I think we're getting close. We're down to a class that has "Font", "Local", and "Matching" in the name. This has to be the last file we look at https://github.com/chromium/chromium/blob/main/components/services/font/fontconfig_matching.cc:


absl::optional<FontConfigLocalMatching::FontConfigMatchResult>
FontConfigLocalMatching::FindFontByPostscriptNameOrFullFontName(
    const std::string& font_name) {
  // TODO(crbug.com/876652): This FontConfig-backed implementation will
  // match PostScript and full font name in any language, and we're okay
  // with that for now since it is what FireFox does.
  absl::optional<FontConfigLocalMatching::FontConfigMatchResult>
      postscript_result =
          FindFontBySpecifiedName(FC_POSTSCRIPT_NAME, font_name);
  if (postscript_result)
    return postscript_result;

  return FindFontBySpecifiedName(FC_FULLNAME, font_name);
}

Ah, so there we go. Chrome looks by postscriptname name first. If it finds a match it returns that font, otherwise it tries the full font name. If neither are found it has some failback logic waaay back at the original calling method. I don't need to examine that because I already have the answer I want. If this is passed a blank font name, and you have a font with a blank postscriptname installed, that font will be returned.

So there are three things being done wrong here:

  1. Sites using src:local("") in their font declarations seems bad.
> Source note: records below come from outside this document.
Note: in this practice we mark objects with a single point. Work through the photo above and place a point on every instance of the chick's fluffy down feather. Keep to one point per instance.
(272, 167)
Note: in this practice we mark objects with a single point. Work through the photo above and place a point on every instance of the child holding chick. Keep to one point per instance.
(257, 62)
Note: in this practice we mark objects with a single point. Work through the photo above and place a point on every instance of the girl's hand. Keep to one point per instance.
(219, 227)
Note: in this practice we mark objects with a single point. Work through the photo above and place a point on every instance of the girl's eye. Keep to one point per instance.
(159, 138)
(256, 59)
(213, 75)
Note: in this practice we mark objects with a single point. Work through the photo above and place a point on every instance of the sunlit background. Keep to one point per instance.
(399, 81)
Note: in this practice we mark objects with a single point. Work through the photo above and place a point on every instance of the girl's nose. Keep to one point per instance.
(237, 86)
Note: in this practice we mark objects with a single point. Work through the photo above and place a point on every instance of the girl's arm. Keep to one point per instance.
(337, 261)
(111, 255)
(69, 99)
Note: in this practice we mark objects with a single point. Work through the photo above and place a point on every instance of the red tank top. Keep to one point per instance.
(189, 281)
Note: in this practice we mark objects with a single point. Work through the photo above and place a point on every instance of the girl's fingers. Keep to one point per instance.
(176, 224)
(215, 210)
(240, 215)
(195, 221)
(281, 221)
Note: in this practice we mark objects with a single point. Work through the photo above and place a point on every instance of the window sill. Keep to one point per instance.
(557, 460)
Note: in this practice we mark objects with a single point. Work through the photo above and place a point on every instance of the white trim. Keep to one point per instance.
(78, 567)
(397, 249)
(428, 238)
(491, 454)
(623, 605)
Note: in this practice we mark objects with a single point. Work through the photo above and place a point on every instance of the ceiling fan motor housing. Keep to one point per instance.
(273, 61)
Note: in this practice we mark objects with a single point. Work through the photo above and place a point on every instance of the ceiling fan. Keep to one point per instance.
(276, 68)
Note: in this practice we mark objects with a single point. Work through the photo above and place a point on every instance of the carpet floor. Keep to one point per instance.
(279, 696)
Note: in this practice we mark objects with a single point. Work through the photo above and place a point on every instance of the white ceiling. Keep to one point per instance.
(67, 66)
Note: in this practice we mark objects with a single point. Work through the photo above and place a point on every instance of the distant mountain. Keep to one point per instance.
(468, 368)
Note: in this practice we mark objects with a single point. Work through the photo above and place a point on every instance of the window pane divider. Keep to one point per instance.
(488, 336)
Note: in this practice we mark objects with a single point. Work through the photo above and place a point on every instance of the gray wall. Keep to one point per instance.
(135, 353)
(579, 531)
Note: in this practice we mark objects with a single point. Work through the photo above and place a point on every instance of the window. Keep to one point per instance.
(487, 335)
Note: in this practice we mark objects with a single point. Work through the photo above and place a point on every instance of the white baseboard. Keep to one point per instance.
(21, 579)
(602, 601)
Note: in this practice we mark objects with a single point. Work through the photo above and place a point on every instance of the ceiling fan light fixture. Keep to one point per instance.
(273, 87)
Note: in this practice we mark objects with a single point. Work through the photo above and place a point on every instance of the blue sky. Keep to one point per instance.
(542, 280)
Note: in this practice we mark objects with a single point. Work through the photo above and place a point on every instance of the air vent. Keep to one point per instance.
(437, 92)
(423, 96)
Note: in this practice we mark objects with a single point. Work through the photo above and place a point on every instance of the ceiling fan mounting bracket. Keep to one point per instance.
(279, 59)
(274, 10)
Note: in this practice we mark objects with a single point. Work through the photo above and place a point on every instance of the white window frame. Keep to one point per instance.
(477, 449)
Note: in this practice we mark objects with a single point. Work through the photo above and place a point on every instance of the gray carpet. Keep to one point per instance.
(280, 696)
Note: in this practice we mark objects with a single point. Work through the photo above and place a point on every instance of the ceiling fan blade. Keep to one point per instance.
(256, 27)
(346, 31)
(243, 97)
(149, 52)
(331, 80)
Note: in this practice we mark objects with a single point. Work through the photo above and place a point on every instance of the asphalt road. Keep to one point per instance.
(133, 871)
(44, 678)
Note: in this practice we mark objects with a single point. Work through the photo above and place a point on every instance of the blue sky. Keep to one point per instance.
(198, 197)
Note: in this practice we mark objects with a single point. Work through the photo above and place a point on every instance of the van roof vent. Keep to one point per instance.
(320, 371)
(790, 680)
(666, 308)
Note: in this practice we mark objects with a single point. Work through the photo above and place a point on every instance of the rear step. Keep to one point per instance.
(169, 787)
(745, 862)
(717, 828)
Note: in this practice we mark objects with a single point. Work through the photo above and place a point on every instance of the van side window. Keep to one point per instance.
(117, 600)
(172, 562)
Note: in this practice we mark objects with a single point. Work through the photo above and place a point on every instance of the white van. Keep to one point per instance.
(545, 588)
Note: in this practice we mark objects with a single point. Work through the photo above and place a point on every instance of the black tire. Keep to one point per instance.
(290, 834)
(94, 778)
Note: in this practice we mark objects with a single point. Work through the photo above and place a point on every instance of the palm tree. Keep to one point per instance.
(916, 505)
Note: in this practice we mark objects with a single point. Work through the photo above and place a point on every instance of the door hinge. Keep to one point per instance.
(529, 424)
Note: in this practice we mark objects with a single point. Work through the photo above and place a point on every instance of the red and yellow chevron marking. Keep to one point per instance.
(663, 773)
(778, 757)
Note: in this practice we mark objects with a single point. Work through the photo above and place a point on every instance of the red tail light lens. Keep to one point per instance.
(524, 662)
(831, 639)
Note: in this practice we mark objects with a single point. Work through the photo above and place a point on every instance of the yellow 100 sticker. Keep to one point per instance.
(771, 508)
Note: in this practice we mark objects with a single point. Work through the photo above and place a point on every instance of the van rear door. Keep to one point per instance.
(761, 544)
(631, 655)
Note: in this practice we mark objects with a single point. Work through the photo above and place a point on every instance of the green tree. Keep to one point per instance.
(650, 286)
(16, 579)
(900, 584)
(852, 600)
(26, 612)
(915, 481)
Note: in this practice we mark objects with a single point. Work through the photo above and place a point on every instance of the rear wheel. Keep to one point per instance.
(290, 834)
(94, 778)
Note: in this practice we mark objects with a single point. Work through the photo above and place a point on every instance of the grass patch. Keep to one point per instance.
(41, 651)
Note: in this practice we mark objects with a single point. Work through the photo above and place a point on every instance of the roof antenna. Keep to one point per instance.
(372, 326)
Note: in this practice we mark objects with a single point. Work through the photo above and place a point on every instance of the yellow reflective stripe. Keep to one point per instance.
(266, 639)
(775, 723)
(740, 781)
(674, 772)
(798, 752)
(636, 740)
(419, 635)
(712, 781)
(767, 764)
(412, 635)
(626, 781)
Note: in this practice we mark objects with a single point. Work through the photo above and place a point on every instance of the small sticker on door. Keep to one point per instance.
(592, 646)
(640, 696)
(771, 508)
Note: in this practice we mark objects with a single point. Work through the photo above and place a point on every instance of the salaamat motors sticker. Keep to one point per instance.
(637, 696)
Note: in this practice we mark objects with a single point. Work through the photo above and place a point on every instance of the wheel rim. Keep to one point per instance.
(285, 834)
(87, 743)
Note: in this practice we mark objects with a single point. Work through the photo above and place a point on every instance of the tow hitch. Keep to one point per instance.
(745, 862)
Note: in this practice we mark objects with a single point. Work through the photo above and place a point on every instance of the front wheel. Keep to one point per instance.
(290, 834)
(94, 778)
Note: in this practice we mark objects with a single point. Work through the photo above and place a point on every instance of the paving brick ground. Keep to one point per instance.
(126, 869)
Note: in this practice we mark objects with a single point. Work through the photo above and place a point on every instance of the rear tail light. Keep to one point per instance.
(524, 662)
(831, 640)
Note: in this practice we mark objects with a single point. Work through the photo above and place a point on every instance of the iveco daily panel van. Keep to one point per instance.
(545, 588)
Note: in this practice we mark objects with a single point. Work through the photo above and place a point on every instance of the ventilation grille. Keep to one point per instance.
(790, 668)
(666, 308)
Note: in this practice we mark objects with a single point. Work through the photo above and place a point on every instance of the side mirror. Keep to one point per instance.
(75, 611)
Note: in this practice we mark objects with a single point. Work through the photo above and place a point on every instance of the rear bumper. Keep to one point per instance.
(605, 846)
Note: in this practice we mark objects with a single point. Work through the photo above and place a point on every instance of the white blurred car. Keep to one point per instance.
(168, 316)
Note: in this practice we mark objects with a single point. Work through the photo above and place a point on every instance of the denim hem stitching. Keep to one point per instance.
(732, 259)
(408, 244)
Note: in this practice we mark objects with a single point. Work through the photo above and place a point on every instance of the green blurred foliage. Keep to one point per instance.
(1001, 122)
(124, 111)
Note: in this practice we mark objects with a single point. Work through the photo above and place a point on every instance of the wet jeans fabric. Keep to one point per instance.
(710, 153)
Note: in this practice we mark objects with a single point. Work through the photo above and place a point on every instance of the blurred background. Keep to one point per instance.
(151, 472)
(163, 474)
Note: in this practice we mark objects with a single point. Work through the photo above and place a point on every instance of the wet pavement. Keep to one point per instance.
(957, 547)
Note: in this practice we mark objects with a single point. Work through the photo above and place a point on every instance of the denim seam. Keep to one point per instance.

They're expecting the browser failback font lookup to solve a problem for them.
  2. Chrome's method of matching fonts allows it to find a font with a blank postscriptname. I don't think that's wrong. Since Dummies is the only font (that I have) with a blank postscriptname it must be the wrong part in this.
  3. Me installing this sketchy font in the first place.

Alright, that was fun. I suppose the only way to fix this is to uninstall the Dummies font. Although keeping it gives me a small amount of entertainment whenever I see a site render in it. There's something funny in thinking the site is doing it on purpose, even though we now know they are making a small css mistake.